Copyright © 2006 Helmut Grohne
Abstract
Libmuth is a library that implements userspace threading in C++. The goal of this library is to provide a method to write programs using more than one CPU at once and to be able to write things sequential when you think sequential. This has fundamental consequences to the usage of the library. Using it will always require proper locking as one has to expect to use more than one CPU at once. Implementing stateful protocols like HTTP will be easy as one simply has to write code for reading a request, writing an answer and closing the connection. The function will look simple, but what actually happens will be in parallel. So unlike other threading environments a large number of running threads is nothing to worry about, because neither creating threads nor switching threads is slow or takes a lot of memory. Actually the programmer doesn't have to register many event handlers as each event can be made up from a blocking operation in a single thread.
Table of Contents
We talked about threads, but what are microthreads? Microthreads are
functions that are run in parallel. Indeed microthreads do not always run,
they are delayed sometimes. This means the execution is frozen and a state
is kept that may later be continued.

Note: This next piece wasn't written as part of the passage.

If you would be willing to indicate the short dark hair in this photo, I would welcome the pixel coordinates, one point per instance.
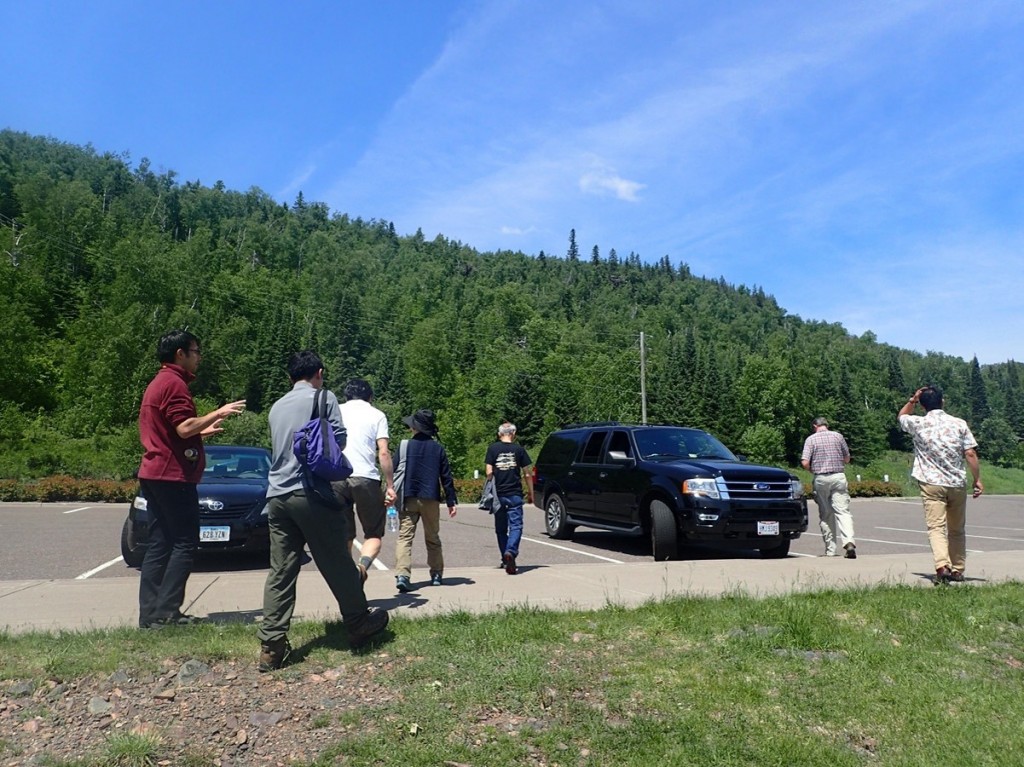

Some people might want to call them
coroutines. What actually happens when the program runs is that a
microthread is run or continued and then delayed to run or continue another
microthread. This also means that microthreads require some points where
they are interrupted and the programmer is responsible for providing them.
Microthreads can voluntary suspend themselves by calling
Microthread
::delayme
. They
will be continued after beeing rescheduled using
Microthread
::scheduleme
.
This is used to put a microthread to sleep instead of blocking the thread
by invoking blocking systemcalls. When the blocking operation is known to
not block the microthread is resumed and the operation is done. When a
microthread wants to resume another microthread and suspend itself it can
simply pass control to the other microthread using
Microthread
::swapto
. This
is used with channels for instance. The following example shows a simple
microthread;.
class ExampleThread : public Microthread { private: ExampleContainer largedata; int exampleparameter; public: ExampleThread(int p) : exampleparameter(p) {} void run(); }; void ExampleThread::run() { /* * Schedule the Microthread for continuation so when it gets * delayed. */ this->scheduleme(); this->delayme(); /* This will delete this Microthread object. */ return; }
On a single CPU there is one runner. It simply starts executing the first
microthread until the microthread passes control back to the runner. While
running other microthreads may be created and put into the queue of pending
microthreads. After gaining control again it runs the next microthread from
the queue. Two microthreads might add each other alternating to the queue
and simulate running in parallel this way. However on a multi-CPU system
there is a runner for each CPU and each runner may execute a microthread.
When there are more microthreads than runners some will be waiting in the
queue. When there are more runners than microthread some will simply block.
Running multiple runners requires the use of an external threading library
like pthread. The runner threads are however created only once so creating
a large number of microthreads does not hurt. In order to boot the system
simply run runnerLoop
with n
beeing the number of runners or omitted. When compiling without threads any
given n
must be 1
. The number of
CPUs may be autodetected using detectCPUs
which
returns 1
when compiled without threads.
One way to do inter-microthread communication is using channels. Basically
channels work a bit like fifos. One channel can send an object to a channel and
another can receive the object from the channel. Objects passed through
channels will be called messages. A microthread that wants to receive messages
from any channel needs to create a ChannelManager
object.
A Channel
object is constructed with a given manager
object and the created channel is owned by the microthread owning the manager.
Any microthread can invoke
Channel
::send
to send a message
to the microthread owning the channel. The send
method
will not block, but reschedule the microthread. A microthread owning a channel
can receive a message from his channel by invoking
Channel
::receive
. This
operation may instantly return a previously sent message, but it may also delay
the running microthread and wake it when another microthread sends a message.
For receiving messages from more than one channel a
ChannelGroup
can be created and the
ChannelGroup
::select
can be used
to blockingly determine the channel to receive messages from.
Schedulers don't schedule CPU usage like the name might suggest. They
really schedule blocking operations like reads from filedescriptors or
writes to filedescriptors, but may also delay a microthread for some time
similar to the sleep function. Indeed schedulers are microthreads
themselves. As they take the load to do blocking operations the programmer
has to provide a real thread for each scheduler. This implies that there
might be more than one active scheduler, so microthreads actually can chose
which scheduler to use. All schedulers share the common base class
BaseScheduler
. This class provides methods like
BaseScheduler
::read
,
BaseScheduler
::write
,
BaseScheduler
::sleep
,
BaseScheduler
::accept
and
BaseScheduler
::connect
which
basically work like the functions from the C library.